A breakthrough year for "brand Korea" -- led by the rapper Psy and electronics giant Samsung -- has boosted efforts to promote a country that still feels overshadowed, under-appreciated and misunderstood.
South Korean pop sensation Psy, whose real name is Park Jae-Sang, performs for fans at a promotion by the Sunrise breakfast television show in central Sydney. AFP /Greg Wood
While some may question the benefit of a chubby thirty-something and his horse-riding dance becoming your best-known cultural export, the phenomenal success of Psy's "Gangnam Style" undoubtedly raised the national profile.
Name-checked and imitated by everyone from US President Barack Obama, to Chinese dissident artist Ai Weiwei and pop icon Madonna, Psy bestrode his invisible horse and the music world like a colossus in 2012.
The hit video is already the most popular of all time on YouTube, having racked up more than 922 million views, and could well break through the one-billion mark before the end of the year.
A one-hit wonder maybe, but one with such staying power that the main sufferer of "Gangnam Style" fatigue was Psy himself.
"Sometimes, honestly, yes I get tired or I get sick of it," the rapper said in Singapore, during one of his endless overseas promotional stops.
In South Korea they gave him a medal in November for, as one foreign ministry official put it, "increasing the world's interest in Korea".
But the scrutinising spotlight of fame brought its problems, digging up a 2004 concert held to oppose the US-led invasion of Iraq when Psy rapped lyrics calling for American soldiers to be killed "slowly and painfully".
On Saturday the singer felt obliged to apologise, regretting any "pain" he might have caused.
Despite achieving extraordinary things in an extraordinarily short space of time, South Korea remains a frustrated understudy on the global stage compared to leading players like neighbours China and Japan.
The narrative of its rapid transformation from dictatorship to vibrant democracy and war-torn, impoverished backwater to Asia's fourth-largest economy is a source of immense national pride.
But outside views of the country are all too often dominated by glib stereotypes about dog restaurants or filtered from spurious sources like the long-running US television series M*A*S*H.
Even its obvious export success stories went unrecognised until recently, with many believing companies such as Samsung Electronics and LG to be Japanese or Taiwanese.
For Samsung, 2012 was a watershed year that saw it take a giant bite out of Apple Inc as it carved out a dominant position in the global mobile computing market.
Having ended Nokia's 14-year rule as the world's top cell phone manufacturer, Samsung saw its share of the lucrative smartphone market surge to 31.3 percent in the third quarter of 2012, up from just 3.3 percent in late 2009.
Apple smartphone sales in the July-September period were half those of Samsung's for a total market share of 15 percent.
The South Korean government has spent a substantial amount of time and money in recent years on raising the country's international profile -- notably through its support of the "Korean wave" of TV dramas and pop music that have become enormously popular in Asia and beyond.
For nation branding expert Simon Anholt, the success of someone like Psy is proof that state-sponsored or state-controlled cultural output is never as potent or attractive as individual self-expression.
"Countries are judged by what they do and what they make, not by what they say about themselves," Anholt told AFP.
"If a country wants to be admired, it has to be admirable, and in a way which catches people's imaginations: it's as simple as that," he said.
Samuel Koo, the new head of South Korea's Presidential Council on Nation Branding, is all too aware of the pitfalls of behaving like a "PR politburo" that simply trumpets the country's achievements.
"What is successful in, by and from Korea is already there and too big for us to do anything about.

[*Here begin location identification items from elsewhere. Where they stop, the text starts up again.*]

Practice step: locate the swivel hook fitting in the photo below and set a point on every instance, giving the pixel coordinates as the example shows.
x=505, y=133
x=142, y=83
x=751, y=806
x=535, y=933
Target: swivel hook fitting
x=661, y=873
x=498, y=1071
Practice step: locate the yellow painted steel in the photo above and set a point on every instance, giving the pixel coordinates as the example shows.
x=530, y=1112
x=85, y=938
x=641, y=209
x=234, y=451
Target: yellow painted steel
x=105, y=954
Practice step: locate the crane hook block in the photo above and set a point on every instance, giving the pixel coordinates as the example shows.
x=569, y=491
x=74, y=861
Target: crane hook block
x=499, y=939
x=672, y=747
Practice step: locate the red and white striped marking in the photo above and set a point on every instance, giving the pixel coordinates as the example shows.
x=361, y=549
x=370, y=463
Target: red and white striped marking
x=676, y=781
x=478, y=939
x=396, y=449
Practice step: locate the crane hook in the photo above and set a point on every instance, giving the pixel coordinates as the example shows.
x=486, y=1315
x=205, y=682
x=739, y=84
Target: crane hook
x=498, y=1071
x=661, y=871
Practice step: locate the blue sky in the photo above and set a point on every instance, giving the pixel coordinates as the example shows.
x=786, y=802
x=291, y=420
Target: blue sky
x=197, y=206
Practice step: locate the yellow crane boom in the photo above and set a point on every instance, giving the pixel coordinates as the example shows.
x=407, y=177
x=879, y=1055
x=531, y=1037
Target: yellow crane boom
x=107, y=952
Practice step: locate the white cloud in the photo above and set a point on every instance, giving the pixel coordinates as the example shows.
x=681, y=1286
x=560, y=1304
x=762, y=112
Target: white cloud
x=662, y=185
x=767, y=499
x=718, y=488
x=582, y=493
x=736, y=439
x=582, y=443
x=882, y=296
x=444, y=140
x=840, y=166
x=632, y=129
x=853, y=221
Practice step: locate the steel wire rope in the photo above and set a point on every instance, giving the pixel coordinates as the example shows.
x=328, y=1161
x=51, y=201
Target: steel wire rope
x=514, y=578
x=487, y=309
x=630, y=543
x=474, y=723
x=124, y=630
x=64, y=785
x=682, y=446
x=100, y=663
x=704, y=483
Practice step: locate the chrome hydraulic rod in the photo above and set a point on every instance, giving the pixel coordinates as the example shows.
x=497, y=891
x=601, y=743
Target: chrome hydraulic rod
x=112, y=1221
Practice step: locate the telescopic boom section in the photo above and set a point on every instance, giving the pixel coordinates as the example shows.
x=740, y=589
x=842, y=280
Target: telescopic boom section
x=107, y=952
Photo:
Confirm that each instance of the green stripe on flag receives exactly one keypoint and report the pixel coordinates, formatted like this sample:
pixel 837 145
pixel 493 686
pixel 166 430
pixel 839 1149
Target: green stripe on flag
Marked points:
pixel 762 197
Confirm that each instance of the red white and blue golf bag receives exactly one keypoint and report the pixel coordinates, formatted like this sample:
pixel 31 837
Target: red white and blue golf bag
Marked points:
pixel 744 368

What can you possibly add to Psy?" Koo told AFP in an interview.
The presidential stamp gives the council genuine clout, which Koo is using to push for, among other things, greater recognition of overseas development assistance (ODA) and "green" policies as crucial tools for raising South Korea's standing in the international community.
But rather than throwing all its efforts behind a specific campaign, Koo sees the council's role as one of "joining dots" and presenting a mosaic that reflects Korea's diversity.
"Yes, it is the country of Samsung, but it's also a country of empathy, a country of ODA, the country of Psy, the country of Olympic medals.
"It cannot be too systematically orchestrated, but there are easy connections one can make," he said.
South Korea's film industry scored a major success in 2012 when director Kim Ki-Duk's anti-capitalist movie "Pieta" won the coveted Golden Lion prize at the Venice film festival.
South Korea has struggled to build a reputation for creativity and genuine innovation, with even Samsung's success tainted by accusations of copycat piracy and lawsuits with Apple over alleged patent infringements.
But Koo sees a generational change -- nurtured by economic growth -- that affords young Koreans the financial freedom to pursue creative avenues that were closed to their parents and grandparents.
"That's why we have the Psys. In my generation, if someone's son or daughter wanted to become a pop star, they would have been shot. Well, perhaps not shot, but at least had their arms twisted until they recanted.
"There's a paradigm shift there, and it's all to the good. Koreans would not be Koreans unless they were individualistic," Koo said.